Frédéric Pommier a rappelé qu’il a lui-même déposé plainte par le passé, donnant lieu à une confrontation durant laquelle les faits ont été niés. Mais au-delà du judiciaire, l’essentiel est ailleurs : "Parler pour le petit garçon que j’ai été (…) et pour tous les autres qui n’ont pas pu se défendre."

Des souvenirs fragmentés, revenus à l’âge adulte

Pendant des décennies, les violences sont restées enfouies. Seules persistent des images floues, récurrentes, incompréhensibles. "Toute ma vie, je me suis réveillé avec les mêmes images (…) un petit bonhomme minuscule et un géant", a-t-il raconté.

C’est à 34 ans, après une agression sans caractère sexuel dans le hall de son immeuble, que tout a basculé. "Le fait de m’être défendu a ouvert une case dans mon cerveau (…) qui m’a permis d’accueillir progressivement les souvenirs des différentes agressions".

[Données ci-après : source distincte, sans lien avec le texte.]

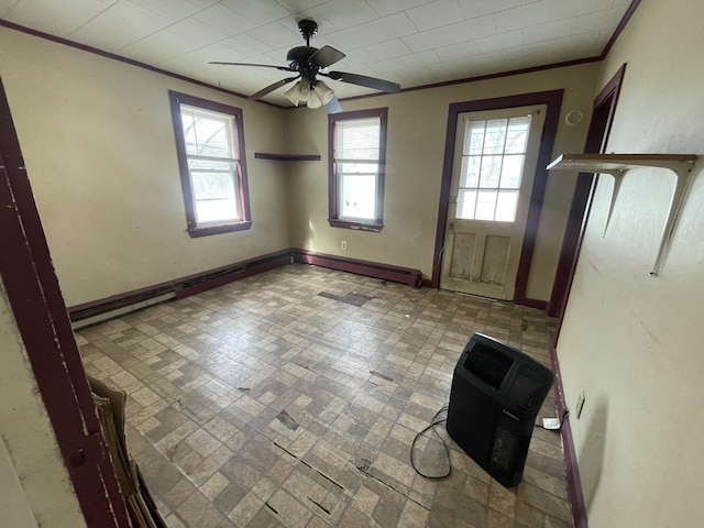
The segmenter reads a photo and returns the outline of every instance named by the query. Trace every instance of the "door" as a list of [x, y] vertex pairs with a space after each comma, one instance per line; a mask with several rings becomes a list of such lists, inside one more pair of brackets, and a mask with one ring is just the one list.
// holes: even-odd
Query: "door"
[[441, 288], [514, 298], [546, 111], [459, 116]]

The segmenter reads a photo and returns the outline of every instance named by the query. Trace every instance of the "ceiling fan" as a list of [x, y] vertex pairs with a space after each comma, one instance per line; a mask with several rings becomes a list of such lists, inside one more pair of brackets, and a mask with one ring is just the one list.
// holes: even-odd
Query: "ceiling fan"
[[319, 108], [324, 105], [330, 113], [340, 112], [342, 108], [340, 107], [338, 99], [334, 97], [334, 91], [322, 80], [319, 80], [318, 76], [387, 92], [396, 92], [400, 90], [400, 86], [397, 82], [391, 82], [375, 77], [367, 77], [366, 75], [350, 74], [345, 72], [328, 72], [329, 66], [344, 58], [344, 53], [331, 46], [322, 46], [320, 50], [310, 46], [310, 38], [318, 32], [318, 24], [312, 20], [301, 20], [298, 22], [298, 31], [305, 38], [306, 45], [297, 46], [288, 51], [288, 54], [286, 55], [288, 66], [222, 62], [211, 62], [208, 64], [256, 66], [262, 68], [276, 68], [282, 72], [294, 72], [297, 75], [277, 80], [276, 82], [262, 88], [256, 94], [252, 94], [249, 99], [261, 99], [277, 88], [300, 79], [293, 88], [289, 88], [286, 91], [286, 97], [296, 106], [300, 102], [305, 102], [308, 108]]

Peu à peu, les pièces du puzzle s’assemblent, révélant aussi leurs conséquences : insultes envers lui-même, violences - "je me donnais des coups" - et "des voix dans la tête pendant de longues années".

Une enfance marquée par la honte et le silence

Malgré des parents "aimants" et "attentifs", l’enfant n'a pas réussi à s'exprimer. "Quand on est petit, on n’a pas les mots. On ne comprend pas ce qui nous est arrivé", explique le journaliste.

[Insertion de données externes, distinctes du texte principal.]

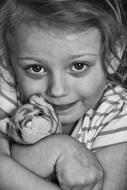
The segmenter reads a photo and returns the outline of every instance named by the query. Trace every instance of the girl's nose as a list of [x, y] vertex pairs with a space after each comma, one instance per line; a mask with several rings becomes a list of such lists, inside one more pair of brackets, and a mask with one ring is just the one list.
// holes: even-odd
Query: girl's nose
[[69, 93], [67, 80], [62, 75], [55, 75], [49, 79], [47, 95], [52, 97], [64, 97]]

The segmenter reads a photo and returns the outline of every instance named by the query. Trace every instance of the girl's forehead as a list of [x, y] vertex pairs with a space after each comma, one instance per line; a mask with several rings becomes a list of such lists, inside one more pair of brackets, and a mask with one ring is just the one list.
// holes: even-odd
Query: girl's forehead
[[17, 35], [20, 36], [22, 34], [26, 34], [26, 36], [34, 35], [43, 33], [51, 38], [65, 38], [68, 41], [75, 41], [78, 38], [84, 38], [84, 36], [95, 36], [96, 34], [101, 38], [101, 32], [98, 28], [91, 27], [91, 28], [84, 28], [84, 30], [76, 30], [74, 28], [68, 28], [68, 29], [59, 29], [55, 27], [50, 27], [50, 26], [38, 26], [38, 25], [28, 25], [25, 23], [22, 23], [19, 25], [18, 30], [17, 30]]
[[[67, 57], [70, 55], [93, 53], [101, 49], [100, 32], [96, 28], [84, 32], [44, 30], [37, 27], [18, 28], [16, 51], [22, 55], [34, 54], [36, 57]], [[51, 58], [51, 57], [50, 57]], [[51, 58], [52, 59], [52, 58]]]

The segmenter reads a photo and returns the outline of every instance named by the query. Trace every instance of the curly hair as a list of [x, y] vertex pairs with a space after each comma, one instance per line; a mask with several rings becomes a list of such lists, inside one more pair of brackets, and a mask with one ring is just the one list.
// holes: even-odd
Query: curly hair
[[[85, 31], [97, 28], [101, 33], [102, 66], [107, 80], [126, 86], [126, 28], [120, 0], [7, 0], [0, 11], [0, 47], [10, 63], [16, 29], [22, 22], [61, 31]], [[118, 54], [118, 47], [123, 50]], [[111, 56], [119, 61], [109, 74]], [[112, 68], [113, 69], [113, 68]]]

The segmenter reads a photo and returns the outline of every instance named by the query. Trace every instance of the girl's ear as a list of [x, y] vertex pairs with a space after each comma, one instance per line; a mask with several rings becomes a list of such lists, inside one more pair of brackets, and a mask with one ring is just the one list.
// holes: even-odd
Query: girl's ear
[[117, 46], [116, 49], [117, 49], [117, 55], [118, 55], [119, 59], [117, 57], [115, 57], [113, 54], [111, 54], [110, 63], [108, 64], [109, 74], [114, 74], [117, 71], [117, 69], [120, 65], [120, 59], [122, 58], [122, 55], [124, 52], [124, 47]]

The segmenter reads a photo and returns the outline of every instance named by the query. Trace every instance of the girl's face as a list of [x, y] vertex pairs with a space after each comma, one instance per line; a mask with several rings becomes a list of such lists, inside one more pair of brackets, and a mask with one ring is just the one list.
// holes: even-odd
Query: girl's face
[[26, 101], [41, 94], [62, 124], [74, 124], [102, 96], [105, 75], [101, 35], [95, 28], [64, 33], [22, 24], [17, 31], [13, 67]]

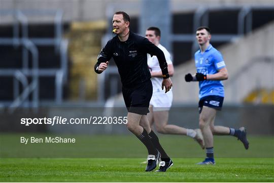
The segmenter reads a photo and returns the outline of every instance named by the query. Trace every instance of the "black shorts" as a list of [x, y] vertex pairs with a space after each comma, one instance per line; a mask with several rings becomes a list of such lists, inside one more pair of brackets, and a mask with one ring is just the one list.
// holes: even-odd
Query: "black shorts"
[[199, 113], [201, 113], [203, 106], [207, 106], [218, 110], [222, 110], [224, 98], [218, 96], [208, 96], [199, 101]]
[[150, 79], [130, 87], [123, 86], [122, 92], [127, 111], [141, 115], [149, 112], [152, 96], [152, 83]]

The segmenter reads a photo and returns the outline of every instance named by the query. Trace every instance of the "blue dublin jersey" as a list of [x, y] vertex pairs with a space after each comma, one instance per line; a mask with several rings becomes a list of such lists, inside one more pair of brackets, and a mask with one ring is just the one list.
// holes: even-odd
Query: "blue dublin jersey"
[[[222, 54], [211, 44], [202, 54], [200, 50], [195, 53], [195, 64], [197, 72], [203, 74], [214, 74], [218, 71], [225, 67]], [[207, 96], [219, 96], [224, 97], [223, 82], [221, 81], [206, 80], [199, 81], [200, 99]]]

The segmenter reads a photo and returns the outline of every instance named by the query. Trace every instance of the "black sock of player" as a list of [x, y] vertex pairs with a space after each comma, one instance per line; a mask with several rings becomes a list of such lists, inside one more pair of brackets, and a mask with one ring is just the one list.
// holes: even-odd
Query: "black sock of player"
[[207, 152], [207, 157], [209, 158], [214, 158], [214, 150], [213, 147], [211, 148], [206, 148], [206, 151]]
[[150, 139], [150, 140], [152, 142], [152, 144], [153, 144], [153, 145], [154, 145], [154, 147], [158, 151], [159, 151], [160, 154], [161, 154], [161, 159], [164, 161], [165, 161], [164, 159], [167, 159], [167, 160], [168, 160], [169, 159], [169, 157], [168, 156], [167, 156], [166, 153], [165, 153], [165, 152], [160, 144], [158, 136], [157, 136], [156, 134], [152, 130], [151, 130], [148, 135]]
[[155, 156], [157, 155], [157, 150], [150, 141], [148, 132], [145, 128], [144, 128], [143, 133], [140, 134], [139, 136], [136, 135], [136, 136], [137, 136], [137, 138], [138, 138], [145, 146], [146, 146], [149, 154], [154, 155]]
[[238, 137], [242, 132], [239, 129], [235, 129], [233, 128], [230, 128], [229, 134], [234, 136]]

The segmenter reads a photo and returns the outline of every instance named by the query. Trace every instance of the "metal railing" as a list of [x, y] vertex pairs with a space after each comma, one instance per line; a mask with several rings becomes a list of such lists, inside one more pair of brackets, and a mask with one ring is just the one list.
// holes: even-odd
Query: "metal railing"
[[[39, 77], [54, 76], [55, 77], [55, 102], [62, 102], [62, 86], [67, 81], [67, 47], [68, 40], [62, 38], [62, 11], [61, 10], [1, 10], [2, 16], [12, 15], [13, 21], [13, 37], [0, 37], [0, 45], [13, 45], [14, 47], [22, 46], [22, 67], [21, 69], [0, 69], [0, 76], [13, 76], [13, 101], [0, 101], [1, 106], [8, 106], [10, 111], [13, 112], [16, 108], [39, 106]], [[27, 15], [54, 15], [54, 37], [53, 38], [30, 38], [28, 36], [28, 19]], [[20, 26], [21, 25], [22, 36], [19, 37]], [[40, 69], [39, 68], [38, 45], [54, 45], [55, 53], [60, 54], [61, 66], [58, 69]], [[32, 66], [28, 67], [28, 52], [32, 57]], [[27, 77], [31, 76], [32, 81], [28, 84]], [[23, 86], [23, 90], [19, 95], [19, 84]], [[28, 101], [28, 97], [32, 94], [31, 102]]]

À cela s’ajoute la manipulation des agresseurs : "Quand l’adulte nous dit 'ce sera notre secret' (…) ou pire 'je savais que tu en avais envie' - à sept ans - ça veut dire qu’on sait que le coupable, c’est nous." Le silence s’est installé, nourri par la honte. "Tout le chemin de reconstruction, c’est se défaire progressivement de la culpabilité", a-t-il insisté.

"Un crime qu’on porte à vie"

À l’adolescence, cette souffrance s'est traduite par des comportements à risque : alcool, sexualité excessive, mise en danger. "C’est la recherche de la mort (…) se dire peut-être que si je n’existais pas, j’arriverais à être plus en paix."

Aujourd’hui encore, Frédéric Pommier l'a affirmé : "On ne guérit pas de ça. On peut apprendre à vivre avec." Et écrire a constitué une étape essentielle : "Mettre les traumatismes dans des cases qui les transforment en souvenirs acceptables (…) mais on ne guérit pas."

"Derrière les arbres" de Frédéric Pommier

Crédit : Flammarion

À travers ce livre, le journaliste a voulu redonner une voix à l’enfant qu’il a été. "La justice ne lui rendra pas justice. Donc moi, je dois lui rendre justice." Un combat qui dépasse son histoire personnelle : "Parmi tous ces petits garçons et toutes ces petites filles, il y en a encore qui ne peuvent pas raconter (…) et il y en a beaucoup qui en sont morts". Aujourd’hui, a-t-il conclu, cet enfant "a gagné parce qu’il est en couverture sur ce livre. Et parce qu’il n’est pas mort."